When Maggie - one of Westmead’s customers passed away, her husband bought the service a recliner chair in her memory (The photo is of Heather, a customer, trying it out). He also wrote a moving tribute to Maggie which we have published below:
“When Maggie was first told about Westmead by a social worker, just before discharge from Neurorehab in March 2005, she didn’t seem very enthusiastic. Maggie had a huge haemorrhagic stroke in May 2004, which she only survived through the superb medical care at Radcliffe Infirmary, Oxford. After that, she had left side paralysis and left side neglect, required a wheelchair (which she drove with one hand and one foot), hoist transfers, and 24 hour care. Before her stroke, she had lived a highly active life of university and college teaching, writing, walking and travelling. As the social worker tried to ‘sell’ Maggie the idea of Westmead, Maggie suspected that this might be a place where people with disabilities were quietly ‘parked’. However, she decided to give it a go.
What she found at Westmead was a total contrast to her previous misgivings.
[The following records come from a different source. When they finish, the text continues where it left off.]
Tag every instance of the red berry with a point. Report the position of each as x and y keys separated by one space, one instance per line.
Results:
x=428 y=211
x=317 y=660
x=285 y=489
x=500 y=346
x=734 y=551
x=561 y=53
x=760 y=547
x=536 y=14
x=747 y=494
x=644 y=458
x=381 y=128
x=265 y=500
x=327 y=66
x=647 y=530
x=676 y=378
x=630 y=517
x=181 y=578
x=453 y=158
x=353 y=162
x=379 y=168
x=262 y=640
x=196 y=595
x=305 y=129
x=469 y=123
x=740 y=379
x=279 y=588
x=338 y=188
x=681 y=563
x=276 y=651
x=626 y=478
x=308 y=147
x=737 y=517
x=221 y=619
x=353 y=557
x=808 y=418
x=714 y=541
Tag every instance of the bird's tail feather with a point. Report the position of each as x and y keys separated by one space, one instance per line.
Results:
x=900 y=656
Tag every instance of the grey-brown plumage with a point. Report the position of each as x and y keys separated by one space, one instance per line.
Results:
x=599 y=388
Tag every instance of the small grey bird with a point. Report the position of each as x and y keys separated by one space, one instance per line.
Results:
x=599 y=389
Westmead was a cheerful, welcoming place where people with disabilities were completely equal and accepted. Whereas in the outside world of cafes and supermarkets a person in a wheelchair can sometimes be regarded as an inconvenience, an obstacle, someone only just about tolerated, at Westmead she was positively welcomed. The building was set up to enable people to manoeuvre their own wheelchairs, instead of always being pushed by someone else. No-one needed to apologise for their slower speech or any other disability, because everyone was equal. Westmead had a fully accessible kitchen, which meant that Maggie could once again cook, while supported to ensure safety. Being the cook, who put the food on the table, had always meant a lot to Maggie, and being able to resume that, even for one day a week, gave her a great boost. It also gave us ideas for what might work in the conversion of our own kitchen at home to make it accessible, so there was a double benefit.
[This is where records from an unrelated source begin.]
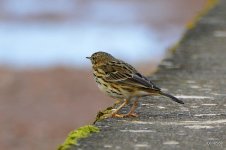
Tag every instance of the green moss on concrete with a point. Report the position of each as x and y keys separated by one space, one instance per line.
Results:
x=75 y=135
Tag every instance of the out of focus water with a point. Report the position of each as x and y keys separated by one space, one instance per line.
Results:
x=47 y=33
x=22 y=45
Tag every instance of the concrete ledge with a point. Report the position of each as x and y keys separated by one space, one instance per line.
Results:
x=196 y=73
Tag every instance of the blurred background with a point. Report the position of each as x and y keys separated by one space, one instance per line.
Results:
x=46 y=84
At Westmead, Maggie rediscovered painting, which she had not done since childhood. With the frustrations of disability, she was looking for an outlet, and painting provided that. Westmead gave her support for painting that I could never have managed at home. She enjoyed watercolour painting and painting pottery which was then glazed and fired in the Westmead kiln. Of course, normal painting classes exist out in the ‘able-bodied’ world, but these places cannot provide the essential personal care support, with proper respect for dignity, which is an integral part of the Westmead service.
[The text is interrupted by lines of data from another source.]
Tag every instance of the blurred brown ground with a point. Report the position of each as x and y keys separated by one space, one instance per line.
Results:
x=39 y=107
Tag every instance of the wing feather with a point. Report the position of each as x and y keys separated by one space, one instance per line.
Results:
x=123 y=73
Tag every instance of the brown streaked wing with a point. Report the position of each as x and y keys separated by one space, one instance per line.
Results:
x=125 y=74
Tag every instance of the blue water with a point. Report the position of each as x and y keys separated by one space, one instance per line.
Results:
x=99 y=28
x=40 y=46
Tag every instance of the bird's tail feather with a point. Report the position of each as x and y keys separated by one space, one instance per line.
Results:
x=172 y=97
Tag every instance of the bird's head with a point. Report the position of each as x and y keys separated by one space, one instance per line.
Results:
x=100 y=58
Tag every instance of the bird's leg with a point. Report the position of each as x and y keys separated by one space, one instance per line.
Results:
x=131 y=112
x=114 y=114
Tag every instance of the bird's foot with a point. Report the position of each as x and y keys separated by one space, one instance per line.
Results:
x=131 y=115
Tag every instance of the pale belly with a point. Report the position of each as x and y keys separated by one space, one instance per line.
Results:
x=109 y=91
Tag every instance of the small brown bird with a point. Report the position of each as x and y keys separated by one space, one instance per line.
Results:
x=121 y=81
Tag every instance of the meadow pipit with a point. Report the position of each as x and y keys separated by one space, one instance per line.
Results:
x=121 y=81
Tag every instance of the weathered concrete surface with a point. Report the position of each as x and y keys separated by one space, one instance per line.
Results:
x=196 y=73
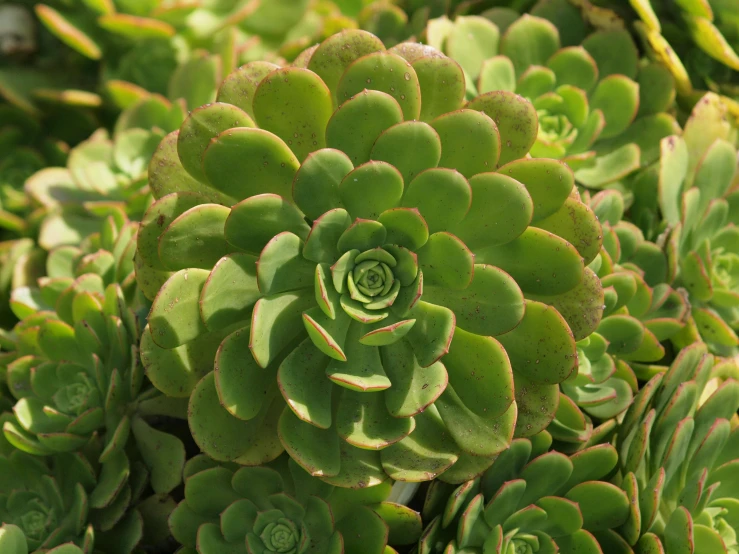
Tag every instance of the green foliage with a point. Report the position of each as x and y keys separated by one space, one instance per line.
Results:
x=280 y=508
x=268 y=265
x=369 y=352
x=587 y=87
Each time I waved to Maggie as she boarded the ASP transport to Westmead, she was looking forward to her day. She continued to fully enjoy it right up to August 2017, when a major lung infection set back her health, and from which she did not fully recover.
Westmead has the accessible facilities, the trained and welcoming staff, and the personal-care support for complex needs. This allowed Maggie to participate in creative activities, stimulating outings and socialising with her peers. Maggie had very complex needs after her stroke, and Westmead truly brightened up her life.”